"İsrail'in İran'ın nükleer tesislerine doğrudan saldırması çok az şey kazandırırken çok fazla şeyi de riske atacaktır."
İran, kendi toprakları içinden fırlatılan üç quadcopter'i düşürdüğünü açıkladı ve Suriye'deki bazı askeri tesislerde patlamalar olduğuna dair haberler İsrail'in İran'ın geçen hafta kendi topraklarına yaptığı füze ve insansız hava aracı saldırılarına karşılık verdiğinin bir işareti olarak değerlendirildi.
İran, askeri üslerin ve ülkenin Natanz'daki ana nükleer tesislerinin bulunduğu İsfahan eyaletinin merkezinde insansız hava araçlarını düşürdüğünü açıkladı.
Ancak Uluslararası Atom Enerjisi Ajansı (UAEA) İran'ın nükleer tesislerine dokunulmadığını doğruladı.

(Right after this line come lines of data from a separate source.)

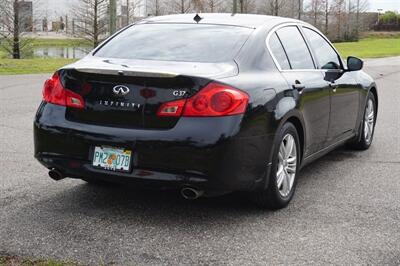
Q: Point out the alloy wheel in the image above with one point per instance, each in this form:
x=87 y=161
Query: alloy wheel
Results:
x=287 y=165
x=369 y=120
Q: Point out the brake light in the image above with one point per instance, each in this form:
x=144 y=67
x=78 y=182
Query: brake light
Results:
x=55 y=93
x=213 y=100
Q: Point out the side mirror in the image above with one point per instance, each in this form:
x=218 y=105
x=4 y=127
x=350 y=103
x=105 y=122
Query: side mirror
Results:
x=354 y=63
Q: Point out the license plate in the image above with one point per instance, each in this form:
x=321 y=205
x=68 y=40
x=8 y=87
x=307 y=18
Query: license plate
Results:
x=113 y=159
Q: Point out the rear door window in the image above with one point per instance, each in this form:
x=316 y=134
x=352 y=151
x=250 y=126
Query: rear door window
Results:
x=325 y=55
x=278 y=52
x=295 y=48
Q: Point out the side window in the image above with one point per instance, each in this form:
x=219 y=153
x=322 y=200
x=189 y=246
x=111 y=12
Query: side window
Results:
x=278 y=52
x=324 y=53
x=296 y=48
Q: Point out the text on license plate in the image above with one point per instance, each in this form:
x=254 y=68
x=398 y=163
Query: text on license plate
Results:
x=112 y=158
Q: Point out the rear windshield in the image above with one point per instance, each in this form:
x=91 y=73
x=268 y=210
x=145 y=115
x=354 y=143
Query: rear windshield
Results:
x=177 y=42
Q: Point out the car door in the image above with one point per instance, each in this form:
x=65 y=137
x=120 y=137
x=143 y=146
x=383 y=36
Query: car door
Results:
x=296 y=64
x=344 y=90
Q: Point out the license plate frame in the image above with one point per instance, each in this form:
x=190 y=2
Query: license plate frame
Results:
x=112 y=162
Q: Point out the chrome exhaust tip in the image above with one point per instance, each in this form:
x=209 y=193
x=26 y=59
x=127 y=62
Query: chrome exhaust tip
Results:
x=191 y=193
x=56 y=175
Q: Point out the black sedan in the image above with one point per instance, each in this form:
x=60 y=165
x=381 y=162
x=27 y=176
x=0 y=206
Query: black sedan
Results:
x=207 y=104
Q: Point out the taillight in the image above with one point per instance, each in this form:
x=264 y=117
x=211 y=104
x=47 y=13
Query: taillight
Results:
x=213 y=100
x=55 y=93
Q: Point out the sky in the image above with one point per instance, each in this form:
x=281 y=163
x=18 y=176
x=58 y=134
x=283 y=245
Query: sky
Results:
x=384 y=4
x=59 y=6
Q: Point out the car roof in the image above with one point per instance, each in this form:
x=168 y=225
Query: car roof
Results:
x=239 y=20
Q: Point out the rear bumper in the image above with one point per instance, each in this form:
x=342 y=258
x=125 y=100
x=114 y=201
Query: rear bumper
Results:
x=214 y=154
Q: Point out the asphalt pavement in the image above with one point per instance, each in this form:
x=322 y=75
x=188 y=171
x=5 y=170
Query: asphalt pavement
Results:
x=346 y=210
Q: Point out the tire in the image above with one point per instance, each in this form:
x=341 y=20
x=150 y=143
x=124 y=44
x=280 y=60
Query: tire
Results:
x=278 y=196
x=367 y=130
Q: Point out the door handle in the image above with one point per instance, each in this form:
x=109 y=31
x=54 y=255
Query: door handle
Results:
x=299 y=87
x=334 y=86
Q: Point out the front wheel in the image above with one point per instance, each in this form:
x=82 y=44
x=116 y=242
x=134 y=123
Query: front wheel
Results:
x=364 y=140
x=285 y=164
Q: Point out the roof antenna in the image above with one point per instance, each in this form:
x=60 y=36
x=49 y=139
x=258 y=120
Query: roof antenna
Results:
x=197 y=18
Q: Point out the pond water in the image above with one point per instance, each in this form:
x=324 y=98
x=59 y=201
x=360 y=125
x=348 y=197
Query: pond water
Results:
x=57 y=52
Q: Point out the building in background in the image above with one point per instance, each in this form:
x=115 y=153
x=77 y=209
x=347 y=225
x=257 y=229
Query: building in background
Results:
x=25 y=12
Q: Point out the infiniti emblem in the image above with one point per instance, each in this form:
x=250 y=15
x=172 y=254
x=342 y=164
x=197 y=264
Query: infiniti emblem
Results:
x=121 y=90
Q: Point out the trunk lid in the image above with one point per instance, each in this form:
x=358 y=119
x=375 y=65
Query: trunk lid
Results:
x=128 y=93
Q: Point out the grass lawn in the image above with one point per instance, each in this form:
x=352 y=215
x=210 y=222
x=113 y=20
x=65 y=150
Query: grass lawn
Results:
x=37 y=65
x=374 y=45
x=14 y=261
x=370 y=47
x=59 y=42
x=31 y=66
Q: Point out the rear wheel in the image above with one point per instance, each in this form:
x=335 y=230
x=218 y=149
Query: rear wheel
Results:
x=364 y=140
x=282 y=178
x=97 y=182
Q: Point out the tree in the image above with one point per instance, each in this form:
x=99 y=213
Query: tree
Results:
x=91 y=20
x=274 y=7
x=156 y=7
x=316 y=7
x=131 y=7
x=246 y=6
x=326 y=15
x=14 y=22
x=181 y=6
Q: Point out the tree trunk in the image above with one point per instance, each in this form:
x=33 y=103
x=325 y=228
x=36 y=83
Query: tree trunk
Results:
x=127 y=12
x=300 y=9
x=95 y=24
x=16 y=44
x=326 y=17
x=357 y=20
x=157 y=8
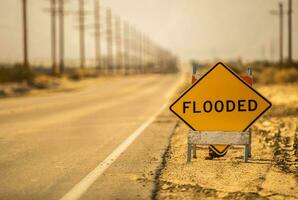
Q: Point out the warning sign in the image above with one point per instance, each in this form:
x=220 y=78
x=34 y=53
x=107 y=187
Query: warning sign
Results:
x=220 y=101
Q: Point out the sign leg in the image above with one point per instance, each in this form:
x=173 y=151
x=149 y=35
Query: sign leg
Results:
x=194 y=150
x=246 y=153
x=249 y=145
x=188 y=152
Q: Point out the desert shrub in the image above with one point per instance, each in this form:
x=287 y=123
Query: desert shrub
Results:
x=277 y=75
x=286 y=75
x=16 y=73
x=75 y=74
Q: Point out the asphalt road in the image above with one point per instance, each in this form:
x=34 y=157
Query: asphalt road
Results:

Birkaç saat boyunca çelişkili haberler geldi; ABD İsrail'in füze saldırısı düzenlediğini söylerken İran füze olmadığını, sadece bazı küçük araçların vurulduğunu söyledi, İsrail ise hiçbir şey açıklamadı.
Keskinleşen retorik
Bu açıklama Devrim Muhafızları'nın İsrail'in İran'ın nükleer tesislerine saldırması halinde aynı şekilde karşılık vereceklerini ve nükleer bomba konusundaki tutumlarını da değiştirebileceklerini açıklamasından bir gün sonra geldi.
Perşembe günü, İsrail'in suçlandığı İran'ın nükleer tesislerine yönelik sabotaj saldırısının ardından İran Devrim Muhafızları Nükleer Komutanlığı'nın başında bulunan Tuğgeneral Ahmad Haghtalab, Tahran'ın İsrail'in nükleer tesislerini tespit ettiğini ve bir başka büyük saldırı düzenlemek için "parmaklarının tetikte" olduğunu söyledi.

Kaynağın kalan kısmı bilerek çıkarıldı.